Objective: To evaluate myocardial mitochondrial respiratory capacity in a well-established murine model of maternal obesity, we subjected banked cardiac tissue from 8wk-old offspring of both sexes to a protocol optimised for respirometry in frozen samples to profile electron transport chain (ETC) capacities.
Methods: Animal work was conducted in accordance with the UK Home Office Animal (Scientific Procedures) Act 1986 and following local ethical approval. Cardiac tissue was previously collected from 8wk-old C57BL/6J offspring mice of both sexes born to dams fed either a control (CC group) or obesogenic diet (OC group) for 10 weeks prior to mating and throughout gestation. Frozen cardiac tissue was homogenised in MiR06 respiration medium and transferred to Oxygraph-O2K chambers. A substrate inhibitor titration was initiated to determine uncoupled capacities of ETC complex I (CI; NADH), complexes I+II (maximal ETC capacity; NADH + succinate), complex II (CII; succinate + rotenone), and complex IV (CIV; TMPD + ascorbate). Respiratory oxygen fluxes (JO2) were normalised to chamber homogenate dry weight and maximal ETC capacity, and analysed by two-way ANOVA for sex and maternal diet (n = 7).
Results: Uncoupled respiratory complex activities normalised to tissue weight did not significantly differ between the 2 offspring groups, suggesting no overt changes in mass-specific mitochondrial respiratory capacity, although the CI-linked JO2/maximal ETC capacity ratio was higher in the OC group (control: 0.37 vs. obese: 0.41, P = 0.041). Mass-specific CI-linked ETC activity (male: 171.97 pmol O2/[s×mg dw] vs. female: 117.29 pmol O2/[s×mg dw], P = 0.077) and CI/maximal ETC capacity ratio (male: 0.42 vs. female: 0.37, P = 0.0065) were higher in male offspring, with females exhibiting a trend towards lower CII activity normalised to maximal ETC (male: 0.69 vs. female: 0.73, P = 0.054).

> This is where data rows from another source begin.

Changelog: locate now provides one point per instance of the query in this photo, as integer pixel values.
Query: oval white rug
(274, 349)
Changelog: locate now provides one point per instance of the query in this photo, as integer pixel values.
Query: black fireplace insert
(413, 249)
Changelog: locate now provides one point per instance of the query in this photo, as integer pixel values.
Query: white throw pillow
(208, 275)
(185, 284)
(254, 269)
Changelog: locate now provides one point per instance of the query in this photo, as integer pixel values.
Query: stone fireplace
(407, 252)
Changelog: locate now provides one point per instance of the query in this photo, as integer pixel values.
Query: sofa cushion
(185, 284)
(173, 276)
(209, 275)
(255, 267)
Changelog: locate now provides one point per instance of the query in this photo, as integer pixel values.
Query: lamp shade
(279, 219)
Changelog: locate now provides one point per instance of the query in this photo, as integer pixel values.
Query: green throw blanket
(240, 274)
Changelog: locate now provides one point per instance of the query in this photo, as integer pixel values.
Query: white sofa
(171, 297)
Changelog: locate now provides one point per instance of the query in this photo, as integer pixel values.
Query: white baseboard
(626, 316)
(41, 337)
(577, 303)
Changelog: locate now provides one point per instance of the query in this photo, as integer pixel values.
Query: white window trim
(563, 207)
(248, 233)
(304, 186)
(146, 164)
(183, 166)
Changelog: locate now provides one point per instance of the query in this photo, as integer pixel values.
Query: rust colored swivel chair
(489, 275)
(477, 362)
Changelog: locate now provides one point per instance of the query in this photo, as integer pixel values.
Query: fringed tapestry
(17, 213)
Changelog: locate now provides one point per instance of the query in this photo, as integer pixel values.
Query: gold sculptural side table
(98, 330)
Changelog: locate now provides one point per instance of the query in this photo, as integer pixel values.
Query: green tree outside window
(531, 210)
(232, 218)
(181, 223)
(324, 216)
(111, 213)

Conclusion and further work: Despite no differences in mass-specific uncoupled respiratory complex activities, suggesting an overall preservation of cardiac mitochondrial respiratory capacity, CI activity as a proportion of maximal ETC capacity was increased in maternal obesity exposed offspring, potentially indicating an early remodelling of relative respiratory complex activities. Further work is necessary to profile the stoichiometry of respiratory complex expression, and to define the wider mitochondrial metabolic phenotype in these samples.